Monday, August 3, 2009

Remembering Thurman


It was 30 years ago when I heard the news over the radio while sitting in my bedroom writing a letter to some baseball player to ask for his autograph.


Shortly after there was a knock at the side door of our house. It was Pat, my friend from next door. He was crying. He, too, heard the news.


Thurman Munson, the Yankee catcher, was dead, killed in a plane crash.


Munson was just one of many of my childhood sports heroes. There was also Joe Namath and Dr. J and Roger Staubach, whose hand I once shook before a Cowboys-Jets game at Shea Stadium.


I wore my chest protector inside-out during CYO baseball games so the orange would show, because that's how Munson wore his. My coach would tell me to fix the chest protector so the blue side showed.

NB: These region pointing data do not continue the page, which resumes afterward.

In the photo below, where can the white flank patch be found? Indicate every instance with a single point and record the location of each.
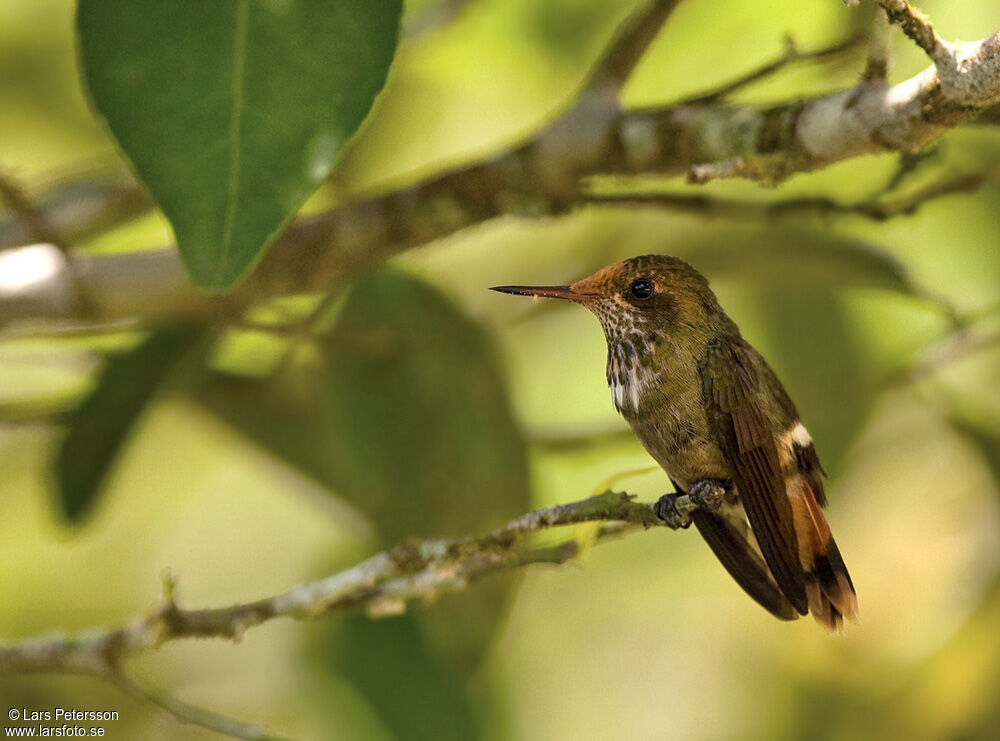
(800, 435)
(637, 383)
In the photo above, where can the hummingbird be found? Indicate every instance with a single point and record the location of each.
(710, 411)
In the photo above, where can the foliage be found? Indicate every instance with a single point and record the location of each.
(321, 406)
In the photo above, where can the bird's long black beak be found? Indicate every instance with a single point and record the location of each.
(565, 292)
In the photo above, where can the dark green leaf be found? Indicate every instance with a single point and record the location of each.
(232, 111)
(800, 258)
(102, 423)
(417, 695)
(984, 436)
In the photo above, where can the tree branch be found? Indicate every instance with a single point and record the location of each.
(186, 713)
(881, 209)
(382, 585)
(547, 175)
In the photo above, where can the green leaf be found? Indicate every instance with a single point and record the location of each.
(402, 412)
(982, 434)
(801, 258)
(102, 423)
(233, 111)
(820, 360)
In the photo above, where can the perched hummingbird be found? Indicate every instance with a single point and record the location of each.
(709, 409)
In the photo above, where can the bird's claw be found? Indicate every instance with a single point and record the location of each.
(666, 509)
(707, 494)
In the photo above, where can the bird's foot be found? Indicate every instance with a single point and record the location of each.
(708, 494)
(675, 517)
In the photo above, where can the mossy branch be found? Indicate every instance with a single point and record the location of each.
(384, 584)
(549, 173)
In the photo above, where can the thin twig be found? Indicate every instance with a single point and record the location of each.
(792, 55)
(382, 584)
(631, 43)
(187, 713)
(917, 27)
(877, 65)
(546, 175)
(732, 208)
(35, 223)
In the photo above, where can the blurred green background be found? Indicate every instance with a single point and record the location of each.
(646, 637)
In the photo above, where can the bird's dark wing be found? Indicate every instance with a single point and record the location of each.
(742, 562)
(732, 399)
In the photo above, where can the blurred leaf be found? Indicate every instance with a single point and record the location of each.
(821, 364)
(780, 257)
(233, 111)
(800, 257)
(102, 423)
(984, 437)
(402, 412)
(419, 697)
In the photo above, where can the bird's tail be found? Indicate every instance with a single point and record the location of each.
(829, 589)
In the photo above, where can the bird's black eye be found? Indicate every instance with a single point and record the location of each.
(641, 289)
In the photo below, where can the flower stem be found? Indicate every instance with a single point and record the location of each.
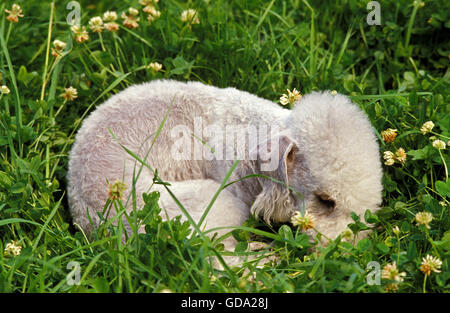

I would tell him this is how Thurman Munson wears his. He would tell me, "You're no Thurman Munson." I would mutter something like, "Yeah, well you're no Bill Virdon."
Virdon managed the Yankees at the time.


Years later I would argue with Red Sox fans that Munson was better and tougher than Carlton Fisk.


I once talked to Lou Piniella about Munson when Lou was managing the Rays. Lou had tears in his eyes when he talked of the ovation Munson received the day after his death, when the Yankees tried to hold a moment of silence at Yankee Stadium, and of how Bobby Murcer drove in all five runs in a come-from-behind walk-off win against the Orioles the following Monday.


The Yankees flew to Ohio for Munson's funeral, than flew back to New York and beat the Orioles.


Sunday was the anniversary of Munson's death, and 30 years later I can still hear Pat knocking on the door.